Christoph Hies, seit über sechs Jahren im Unternehmen, wurde zum Chief Marketing Officer (CMO) ernannt und verantwortet nun gruppenweit die Marketing-Aktivitäten. „Seit sechs Jahren bringen wir die Marketing-Aktivitäten bei der TPG aktiv voran. Inzwischen bestehen über 26 Branchen, in denen wir aktiv sind und unseren Marketing-Ansatz verfolgen. Ich freue mich, künftig auf der Führungsebene der TPG unsere Bereiche im Marketing noch besser zusammenzuführen und bei neuen Akquisitionen den erfolgreichen Ansatz stringent zu verfolgen“, erklärte Hies.
Einhergehend mit der Entwicklung soll die Internationalisierung weiter vorangetrieben werden, wie Dr. Dominik Benner, CEO von The Platform Group, ankündigte: „Wir setzen um, was wir angekündigt haben: Wir treiben die Internationalisierung wie bereits in 2025 angekündigt konsequent voran, stärken gezielt unser Führungsteam und arbeiten daran, das Jahr 2026 zu einem sehr erfolgreichen Jahr zu machen. Die aktuelle Entwicklung im ersten Quartal stimmt uns positiv, dieses Ziel zu erreichen.“
Christoph Wilhelmy (COO), Sven Schumann (CPM), Bjoern Minnier (M&A/Finance) und Sven Hülsenbeck (CTO), Frederic von Borries (CPO) sowie Dr. Dominik Benner (CEO) bleiben unverändert Teil des Führungsteams der TPG.

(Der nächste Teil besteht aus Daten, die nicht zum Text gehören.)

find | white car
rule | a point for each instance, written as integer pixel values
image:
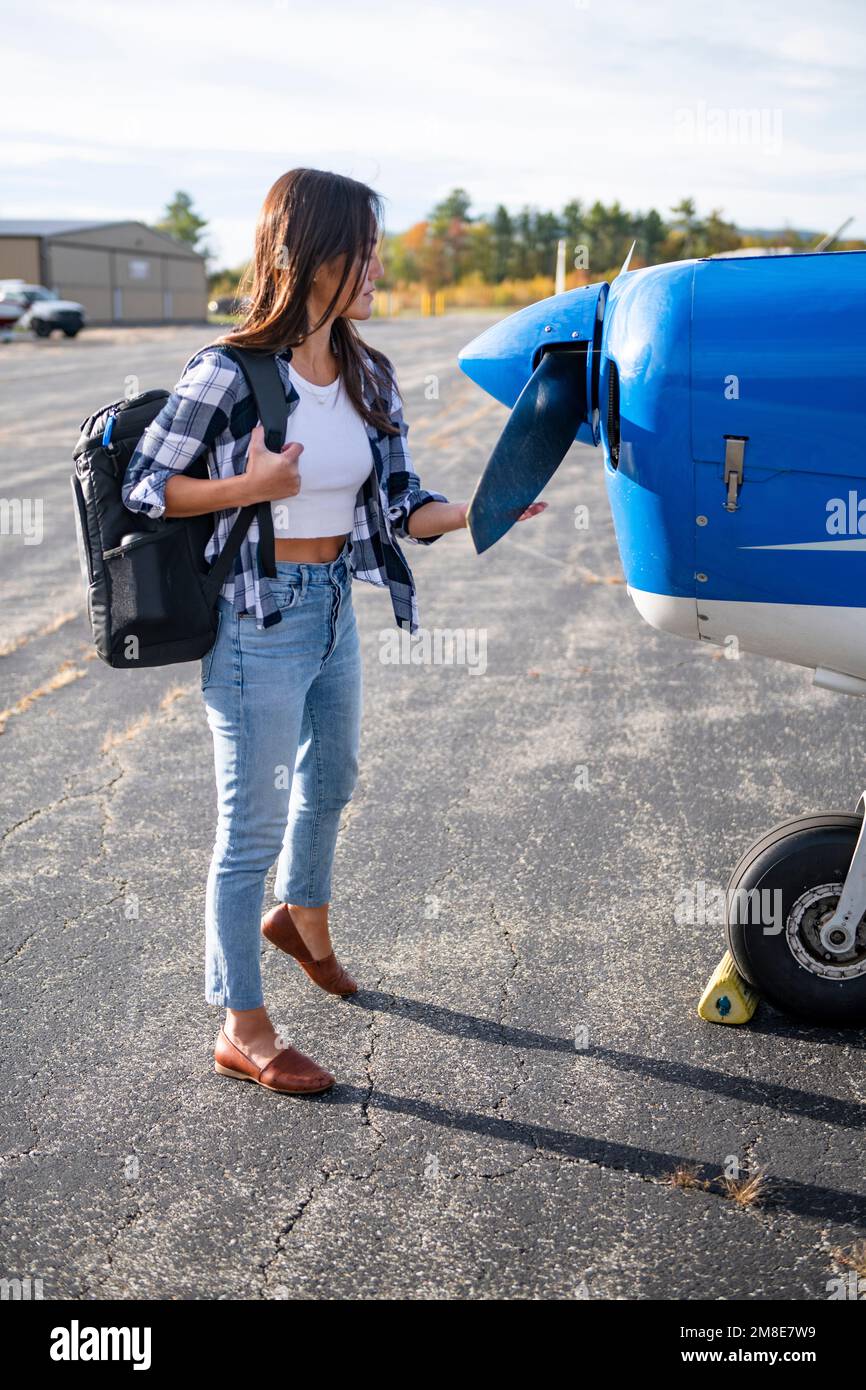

Unterdessen meldete das Manager-Magazin, dass bei mehr als 15 TPG-Beteiligungen das Schreiben eines Insolvenzanwalts einging. Er drohte dem Bericht zufolge damit, die Anteile der TPG an den Gesellschaften zu pfänden. Der Anwalt war für das Uhrenportal Chronext tätig, das von der TPG aus der Insolvenz gekauft worden war. Der Kaufpreis von 4 Mio. Euro sei nicht in Gänze angekommen. Die TPG sprach gegenüber dem Manager-Magazin von „unzutreffenden Behauptungen“.